Columns, Positive Parenting

No more bystanders!

In June, one of my daughters was in a bike accident on her way to work. The driver of the truck she’d had to swerve to miss, causing the accident, rolled down his window, asking “Are you okay?” But he didn’t get out of the truck to help. The group of construction workers nearby didn’t offer help, although she sat on the curb stunned for 20 minutes.

Later, in an e-mail to me, she wrote, “The most upsetting thing about the entire event was that there were all of these men working nearby … and none of them said anything at all, not even, “Hey, you ok?” It was really sad. [This incident] made me all the more committed to be someone who never lets someone be hurt without taking notice. Thanks for raising me in a way that taught me to never just be a bystander.”

“Bystander.” That rang a bell. Barbara Coloroso’s superb book The Bully, the Bullied, and the Bystander helped me understand that bystanders permit bullying to continue. Without bystanders, bullying on the playground, in cyberspace, or on an international playing field cannot continue. So, what would it take to help all of our children leave the apparent safety of being a bystander to step forward, to stand up for the person who is being hurt, and to stop this cycle.

Connection: First, our children and youth need to understand that all of us are created by God in God’s image. Jesus called us into a family relationship with one another when he taught us to pray, “Our father …” We need to help our children see and hear us making that connection, especially with others who don’t look like us, dress like us, speak our mother tongue, or live in our community. These are our neighbors. These are our brothers and sisters. Model it. Talk about it. Connect the dots.

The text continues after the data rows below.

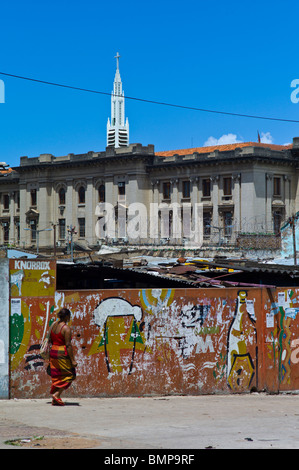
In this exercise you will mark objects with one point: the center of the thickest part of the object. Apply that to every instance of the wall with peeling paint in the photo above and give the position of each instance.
(136, 342)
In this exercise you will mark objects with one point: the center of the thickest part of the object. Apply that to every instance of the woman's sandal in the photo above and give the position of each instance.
(57, 401)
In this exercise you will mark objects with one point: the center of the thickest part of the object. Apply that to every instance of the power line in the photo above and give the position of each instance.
(151, 101)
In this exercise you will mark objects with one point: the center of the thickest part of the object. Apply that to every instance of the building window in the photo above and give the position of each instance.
(17, 225)
(227, 186)
(5, 231)
(186, 189)
(166, 190)
(61, 229)
(277, 220)
(207, 220)
(33, 227)
(276, 186)
(206, 187)
(81, 223)
(102, 193)
(18, 200)
(33, 194)
(81, 195)
(228, 223)
(6, 202)
(61, 196)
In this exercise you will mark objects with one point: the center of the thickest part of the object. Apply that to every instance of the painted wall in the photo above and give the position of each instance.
(156, 341)
(4, 328)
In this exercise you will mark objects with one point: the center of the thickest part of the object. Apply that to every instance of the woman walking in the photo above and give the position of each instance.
(62, 362)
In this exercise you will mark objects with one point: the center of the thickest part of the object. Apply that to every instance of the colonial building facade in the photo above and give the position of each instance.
(94, 197)
(241, 188)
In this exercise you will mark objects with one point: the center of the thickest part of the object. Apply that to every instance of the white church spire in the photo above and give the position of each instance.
(118, 128)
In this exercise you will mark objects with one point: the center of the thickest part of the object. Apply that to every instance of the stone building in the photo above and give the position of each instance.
(242, 188)
(233, 190)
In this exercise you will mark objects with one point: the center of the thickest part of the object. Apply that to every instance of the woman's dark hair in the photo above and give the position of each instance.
(63, 314)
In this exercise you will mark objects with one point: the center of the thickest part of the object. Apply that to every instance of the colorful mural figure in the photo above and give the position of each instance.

Compassion: Second, let us raise our children to feel with others, to experience empathy, to imagine being in one another’s shoes. Jesus invites us to leave judging others to God, and to “Love one another as I have loved you.” Ask questions that help children and youth to experience another person’s pain from their perspective. “How do you think that would make you feel?” “What does he or she need and want?” “What could we do to help?”

Courage: Third, it takes courage to stand up for another person who is being attacked, to swallow the fear that the attackers will turn on the defender. It takes courage to face someone else’s injury or pain. It takes courage to know that it will be inconvenient, time consuming, and vulnerable to step into the life of the one who is hurt. It is so much easier to brush it away with a simple, “It’s not my problem. I don’t even know that person.”

But that wasn’t Jesus’ response. He told the Parable of the Good Samaritan, replying to the question, “Who is my neighbor?” It is the story of the least likely one putting everything on the line for a person he didn’t know, from a tribe that would have scorned him. Jesus then asked the questioner, “Who was his neighbor?” The answer: “The one who showed mercy.” Jesus tells us all, “Go and do likewise.”

Let us teach that to our children, so that there are no more bystanders!